Als ihm das Olympiastadion zu altmodisch wurde, ließ Hoeneß den damaligen Ministerpräsidenten Edmund Stoiber wissen: "Edmund, wir brauchen ein neues Stadion." Hoeneß' verwegene Idee: Er wollte aus dem Samstagsspieltag ein Event machen. Ganze Familien sollten bereits morgens ins Stadion kommen, erst abends wieder gehen und in der Zwischenzeit möglichst viel konsumieren. Stoiber äußerte Skepsis - und kassierte einen Rüffel von Hoeneß: "Du hast ja keine Ahnung."

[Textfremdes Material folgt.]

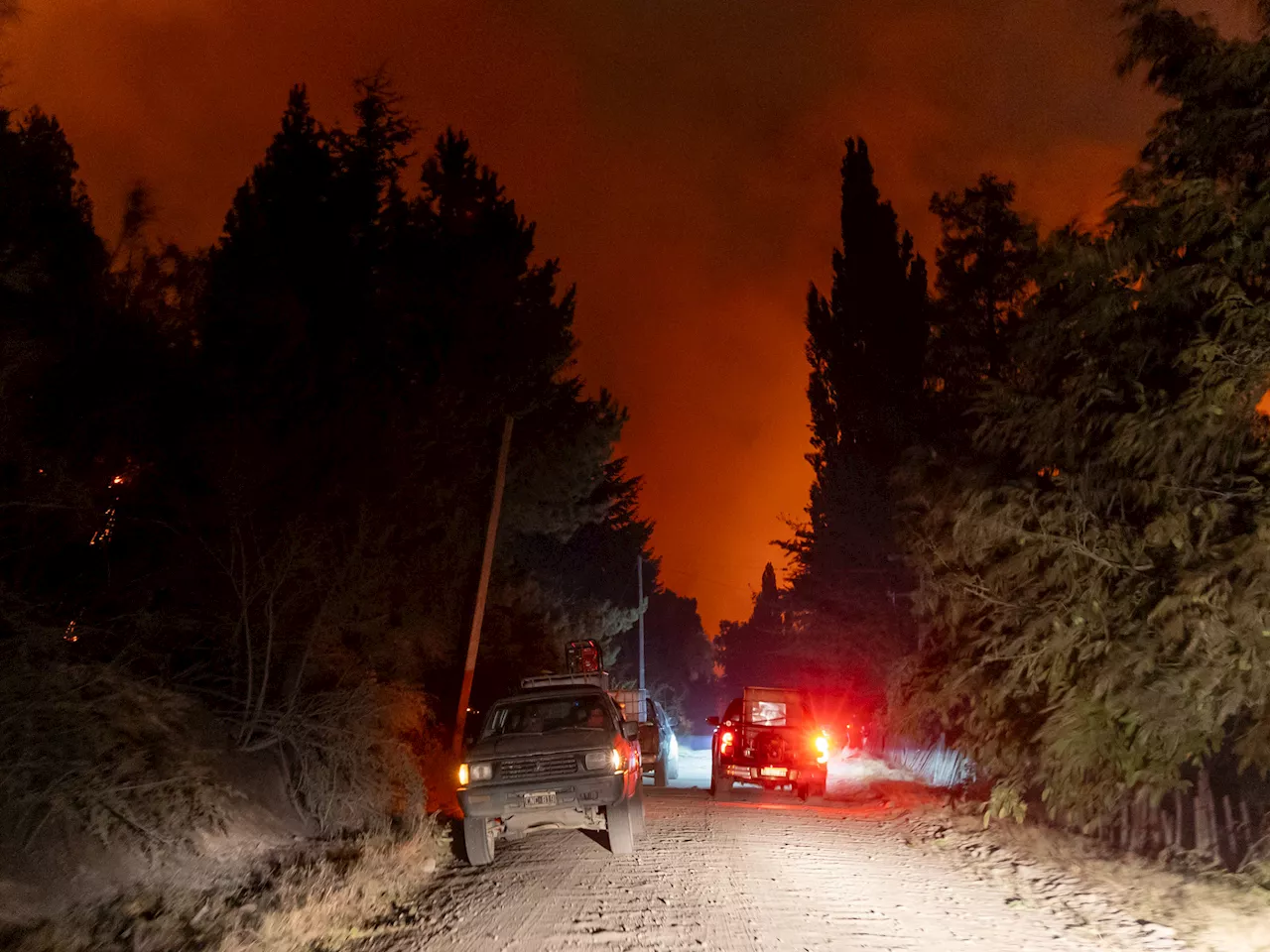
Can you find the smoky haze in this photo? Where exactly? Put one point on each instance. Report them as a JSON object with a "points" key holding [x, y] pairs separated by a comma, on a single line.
{"points": [[680, 158]]}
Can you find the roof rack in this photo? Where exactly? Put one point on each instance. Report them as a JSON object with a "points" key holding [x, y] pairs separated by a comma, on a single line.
{"points": [[598, 679]]}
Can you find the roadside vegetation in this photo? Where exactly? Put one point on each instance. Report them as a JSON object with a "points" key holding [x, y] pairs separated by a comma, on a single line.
{"points": [[243, 492], [1069, 443]]}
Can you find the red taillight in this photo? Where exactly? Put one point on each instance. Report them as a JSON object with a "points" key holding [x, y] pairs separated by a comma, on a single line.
{"points": [[821, 742]]}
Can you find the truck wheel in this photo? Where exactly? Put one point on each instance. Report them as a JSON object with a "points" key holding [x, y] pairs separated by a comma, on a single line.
{"points": [[720, 787], [621, 826], [479, 841]]}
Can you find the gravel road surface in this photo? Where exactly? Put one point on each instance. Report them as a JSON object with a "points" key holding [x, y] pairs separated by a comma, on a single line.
{"points": [[762, 873]]}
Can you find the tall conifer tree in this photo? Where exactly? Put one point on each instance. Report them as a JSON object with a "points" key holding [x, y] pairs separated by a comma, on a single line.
{"points": [[865, 345]]}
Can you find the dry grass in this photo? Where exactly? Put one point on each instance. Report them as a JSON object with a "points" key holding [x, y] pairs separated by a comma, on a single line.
{"points": [[89, 748], [1209, 909], [312, 898]]}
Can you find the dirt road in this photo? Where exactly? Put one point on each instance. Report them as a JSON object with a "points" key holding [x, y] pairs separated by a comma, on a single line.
{"points": [[760, 874]]}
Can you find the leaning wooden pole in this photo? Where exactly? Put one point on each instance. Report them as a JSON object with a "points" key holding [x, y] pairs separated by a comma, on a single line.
{"points": [[486, 563]]}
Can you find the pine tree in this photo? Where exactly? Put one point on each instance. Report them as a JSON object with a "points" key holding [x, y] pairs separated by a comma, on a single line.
{"points": [[865, 347], [983, 277], [1095, 585]]}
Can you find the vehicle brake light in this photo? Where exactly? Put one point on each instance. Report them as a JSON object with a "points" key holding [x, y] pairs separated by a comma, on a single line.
{"points": [[822, 748]]}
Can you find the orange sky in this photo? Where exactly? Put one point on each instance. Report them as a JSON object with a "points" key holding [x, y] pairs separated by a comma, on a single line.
{"points": [[679, 155]]}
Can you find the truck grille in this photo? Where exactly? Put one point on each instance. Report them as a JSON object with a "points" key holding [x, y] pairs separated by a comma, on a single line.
{"points": [[538, 767]]}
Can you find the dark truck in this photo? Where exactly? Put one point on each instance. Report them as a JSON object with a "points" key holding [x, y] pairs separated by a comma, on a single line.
{"points": [[769, 737], [657, 740], [550, 758]]}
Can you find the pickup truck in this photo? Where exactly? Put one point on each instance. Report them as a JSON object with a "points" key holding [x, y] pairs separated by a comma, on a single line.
{"points": [[552, 758], [657, 740], [769, 737]]}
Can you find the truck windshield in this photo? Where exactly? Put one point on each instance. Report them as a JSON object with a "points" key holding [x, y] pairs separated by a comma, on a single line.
{"points": [[548, 715]]}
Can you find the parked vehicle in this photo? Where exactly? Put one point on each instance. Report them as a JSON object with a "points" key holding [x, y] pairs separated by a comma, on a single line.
{"points": [[769, 737], [657, 740], [558, 757]]}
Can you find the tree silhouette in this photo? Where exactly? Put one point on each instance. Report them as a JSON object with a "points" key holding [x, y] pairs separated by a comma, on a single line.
{"points": [[865, 345]]}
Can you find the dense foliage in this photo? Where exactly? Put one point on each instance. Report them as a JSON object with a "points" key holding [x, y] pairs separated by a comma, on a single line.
{"points": [[844, 612], [1093, 557], [262, 471]]}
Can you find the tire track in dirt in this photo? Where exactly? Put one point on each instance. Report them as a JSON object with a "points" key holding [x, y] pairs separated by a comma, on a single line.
{"points": [[757, 874]]}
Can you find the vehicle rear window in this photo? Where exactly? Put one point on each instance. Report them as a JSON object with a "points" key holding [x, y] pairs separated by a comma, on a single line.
{"points": [[548, 715], [772, 712]]}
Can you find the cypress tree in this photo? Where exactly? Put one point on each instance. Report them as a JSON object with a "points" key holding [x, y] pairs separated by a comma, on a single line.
{"points": [[865, 347]]}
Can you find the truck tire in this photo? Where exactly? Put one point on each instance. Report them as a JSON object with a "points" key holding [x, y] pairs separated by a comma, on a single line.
{"points": [[720, 787], [621, 826], [479, 841]]}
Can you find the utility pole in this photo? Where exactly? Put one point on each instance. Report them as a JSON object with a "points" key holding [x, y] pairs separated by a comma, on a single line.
{"points": [[639, 575], [483, 588]]}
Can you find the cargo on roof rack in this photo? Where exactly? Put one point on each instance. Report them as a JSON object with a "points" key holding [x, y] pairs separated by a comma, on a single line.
{"points": [[554, 680]]}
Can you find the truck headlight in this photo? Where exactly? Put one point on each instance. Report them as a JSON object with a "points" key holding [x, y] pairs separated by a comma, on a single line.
{"points": [[598, 761]]}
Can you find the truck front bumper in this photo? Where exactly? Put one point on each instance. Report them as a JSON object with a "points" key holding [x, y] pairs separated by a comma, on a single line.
{"points": [[571, 792]]}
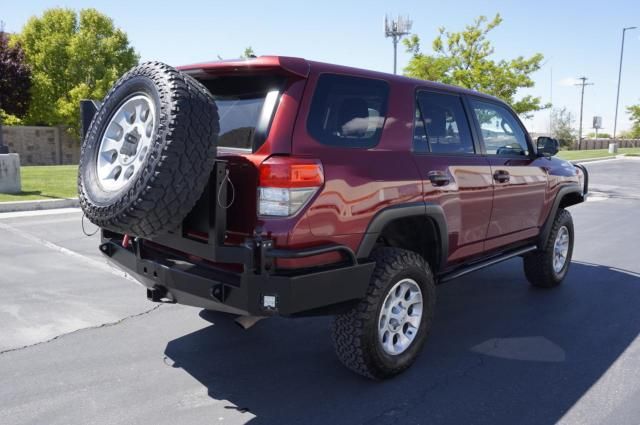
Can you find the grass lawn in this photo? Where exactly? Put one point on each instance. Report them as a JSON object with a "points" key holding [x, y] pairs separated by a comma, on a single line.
{"points": [[46, 182], [596, 153]]}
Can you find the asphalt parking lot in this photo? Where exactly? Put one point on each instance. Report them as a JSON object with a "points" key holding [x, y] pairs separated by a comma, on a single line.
{"points": [[79, 343]]}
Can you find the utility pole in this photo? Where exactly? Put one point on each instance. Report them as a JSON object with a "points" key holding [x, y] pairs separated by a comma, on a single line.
{"points": [[551, 101], [583, 83], [615, 120], [396, 29]]}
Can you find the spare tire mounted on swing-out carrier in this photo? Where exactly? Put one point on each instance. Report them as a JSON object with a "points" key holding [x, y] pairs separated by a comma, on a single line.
{"points": [[148, 152]]}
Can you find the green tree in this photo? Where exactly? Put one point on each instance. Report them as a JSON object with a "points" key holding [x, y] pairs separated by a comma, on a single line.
{"points": [[464, 59], [15, 79], [634, 111], [248, 53], [562, 127], [73, 56], [592, 135]]}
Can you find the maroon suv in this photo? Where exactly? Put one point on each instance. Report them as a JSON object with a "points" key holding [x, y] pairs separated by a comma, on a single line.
{"points": [[281, 186]]}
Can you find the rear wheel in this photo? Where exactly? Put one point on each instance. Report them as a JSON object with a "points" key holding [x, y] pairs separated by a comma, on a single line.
{"points": [[547, 267], [384, 333]]}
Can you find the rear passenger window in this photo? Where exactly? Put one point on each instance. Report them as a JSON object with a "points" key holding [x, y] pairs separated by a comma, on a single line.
{"points": [[501, 133], [348, 111], [441, 125]]}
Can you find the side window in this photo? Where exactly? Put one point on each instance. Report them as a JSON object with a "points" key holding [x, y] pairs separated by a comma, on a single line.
{"points": [[501, 132], [348, 111], [441, 125]]}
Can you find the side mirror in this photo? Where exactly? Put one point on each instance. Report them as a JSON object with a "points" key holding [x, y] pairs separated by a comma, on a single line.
{"points": [[547, 146]]}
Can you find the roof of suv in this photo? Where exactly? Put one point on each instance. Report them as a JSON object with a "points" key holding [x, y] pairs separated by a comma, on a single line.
{"points": [[302, 67]]}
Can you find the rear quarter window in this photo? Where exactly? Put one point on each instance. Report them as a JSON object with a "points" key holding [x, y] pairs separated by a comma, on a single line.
{"points": [[348, 111], [246, 105]]}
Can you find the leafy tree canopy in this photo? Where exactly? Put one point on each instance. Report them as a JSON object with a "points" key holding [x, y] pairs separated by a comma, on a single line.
{"points": [[248, 53], [464, 59], [634, 112], [15, 80], [73, 56]]}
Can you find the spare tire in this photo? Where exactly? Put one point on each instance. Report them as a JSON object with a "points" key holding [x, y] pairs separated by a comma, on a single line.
{"points": [[148, 152]]}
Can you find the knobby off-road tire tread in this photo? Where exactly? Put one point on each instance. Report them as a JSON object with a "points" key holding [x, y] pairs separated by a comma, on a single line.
{"points": [[178, 166], [538, 265], [348, 329]]}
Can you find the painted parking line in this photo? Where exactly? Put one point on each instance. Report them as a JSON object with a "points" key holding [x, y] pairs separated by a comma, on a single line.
{"points": [[105, 266]]}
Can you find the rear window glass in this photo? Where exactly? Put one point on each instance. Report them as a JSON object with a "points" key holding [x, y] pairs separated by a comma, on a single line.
{"points": [[246, 105], [348, 111]]}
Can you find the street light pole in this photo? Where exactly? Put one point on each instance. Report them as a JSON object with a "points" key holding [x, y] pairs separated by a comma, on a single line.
{"points": [[583, 83], [396, 29], [615, 120]]}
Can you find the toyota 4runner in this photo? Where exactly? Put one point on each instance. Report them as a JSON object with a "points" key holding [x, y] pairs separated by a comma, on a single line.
{"points": [[281, 186]]}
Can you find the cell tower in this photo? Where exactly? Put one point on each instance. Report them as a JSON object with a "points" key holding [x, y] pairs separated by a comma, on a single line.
{"points": [[396, 29]]}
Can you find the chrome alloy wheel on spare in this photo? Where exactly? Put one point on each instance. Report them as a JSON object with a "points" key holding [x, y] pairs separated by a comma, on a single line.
{"points": [[560, 249], [125, 142], [400, 317]]}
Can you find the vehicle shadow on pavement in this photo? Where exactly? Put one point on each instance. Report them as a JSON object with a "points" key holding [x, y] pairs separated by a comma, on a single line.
{"points": [[500, 352]]}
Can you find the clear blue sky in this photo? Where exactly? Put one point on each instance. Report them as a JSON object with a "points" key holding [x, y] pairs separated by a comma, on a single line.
{"points": [[577, 38]]}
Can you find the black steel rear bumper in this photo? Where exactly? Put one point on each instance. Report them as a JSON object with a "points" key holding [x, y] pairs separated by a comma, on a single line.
{"points": [[260, 292]]}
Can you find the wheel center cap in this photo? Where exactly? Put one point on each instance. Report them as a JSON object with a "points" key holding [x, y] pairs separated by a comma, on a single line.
{"points": [[129, 147]]}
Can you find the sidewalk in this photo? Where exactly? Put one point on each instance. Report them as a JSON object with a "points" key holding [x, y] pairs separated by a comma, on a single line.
{"points": [[40, 204]]}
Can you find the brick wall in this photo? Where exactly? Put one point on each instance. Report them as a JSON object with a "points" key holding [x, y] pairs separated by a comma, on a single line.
{"points": [[42, 145], [588, 144]]}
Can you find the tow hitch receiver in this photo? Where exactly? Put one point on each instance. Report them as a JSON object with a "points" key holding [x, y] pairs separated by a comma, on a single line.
{"points": [[160, 294]]}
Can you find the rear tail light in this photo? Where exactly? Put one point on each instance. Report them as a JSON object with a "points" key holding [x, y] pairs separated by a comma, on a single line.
{"points": [[287, 184]]}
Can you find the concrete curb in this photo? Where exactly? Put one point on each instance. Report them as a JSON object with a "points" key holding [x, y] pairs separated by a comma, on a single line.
{"points": [[40, 204], [603, 158]]}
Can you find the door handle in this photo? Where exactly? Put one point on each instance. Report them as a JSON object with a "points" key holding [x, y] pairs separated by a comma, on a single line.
{"points": [[439, 178], [501, 176]]}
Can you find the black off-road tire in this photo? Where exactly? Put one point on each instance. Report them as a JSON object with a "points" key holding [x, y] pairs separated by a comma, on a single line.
{"points": [[178, 163], [355, 333], [538, 265]]}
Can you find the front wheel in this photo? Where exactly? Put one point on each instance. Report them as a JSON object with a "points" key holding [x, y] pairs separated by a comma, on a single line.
{"points": [[547, 267], [384, 333]]}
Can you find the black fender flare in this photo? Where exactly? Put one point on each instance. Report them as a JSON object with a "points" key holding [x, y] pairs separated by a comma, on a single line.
{"points": [[546, 227], [428, 210]]}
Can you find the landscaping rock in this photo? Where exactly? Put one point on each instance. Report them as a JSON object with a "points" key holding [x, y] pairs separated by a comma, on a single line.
{"points": [[10, 173]]}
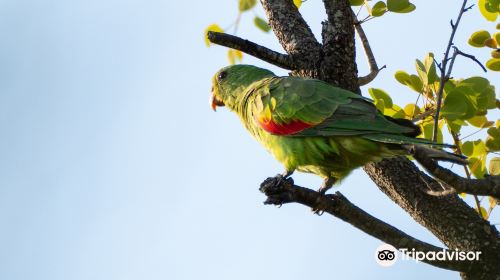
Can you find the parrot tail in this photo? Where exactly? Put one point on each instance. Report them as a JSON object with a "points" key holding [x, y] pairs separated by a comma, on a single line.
{"points": [[438, 154]]}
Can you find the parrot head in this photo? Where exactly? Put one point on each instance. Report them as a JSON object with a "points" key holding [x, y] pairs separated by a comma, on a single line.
{"points": [[229, 84]]}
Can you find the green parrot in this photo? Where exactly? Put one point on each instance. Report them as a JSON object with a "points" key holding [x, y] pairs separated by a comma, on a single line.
{"points": [[310, 125]]}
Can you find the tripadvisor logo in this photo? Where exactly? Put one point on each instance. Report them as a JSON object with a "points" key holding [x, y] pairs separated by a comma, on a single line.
{"points": [[386, 255]]}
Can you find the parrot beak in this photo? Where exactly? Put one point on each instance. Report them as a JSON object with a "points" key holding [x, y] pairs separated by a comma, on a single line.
{"points": [[214, 101]]}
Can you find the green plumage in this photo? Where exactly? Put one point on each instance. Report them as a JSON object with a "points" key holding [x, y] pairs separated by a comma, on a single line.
{"points": [[309, 125]]}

"Der Erfolg des FC Bayern ist zu 80 Prozent Uli Hoeneß zu verdanken"

Als der - von Stoiber zunächst favorisierte - Umbau des Olympiastadions am Widerstand des Architekten scheiterte, stiegen die Chancen für eine Arena. Stoiber machte sich öffentlich für das Projekt stark. Er besorgte dem neuen Bayern-Palast sogar einen Sponsor: Als Siemens absagte, bequatschte Stoiber den damaligen Allianz-Chef Henning Schulte-Noelle, die Namensrechte am Stadion zu kaufen - gegen Widerstände aus dem Konzernvorstand. Auch Michael Diekmann, Schulte-Noelles Nachfolger, war gegen das Investment.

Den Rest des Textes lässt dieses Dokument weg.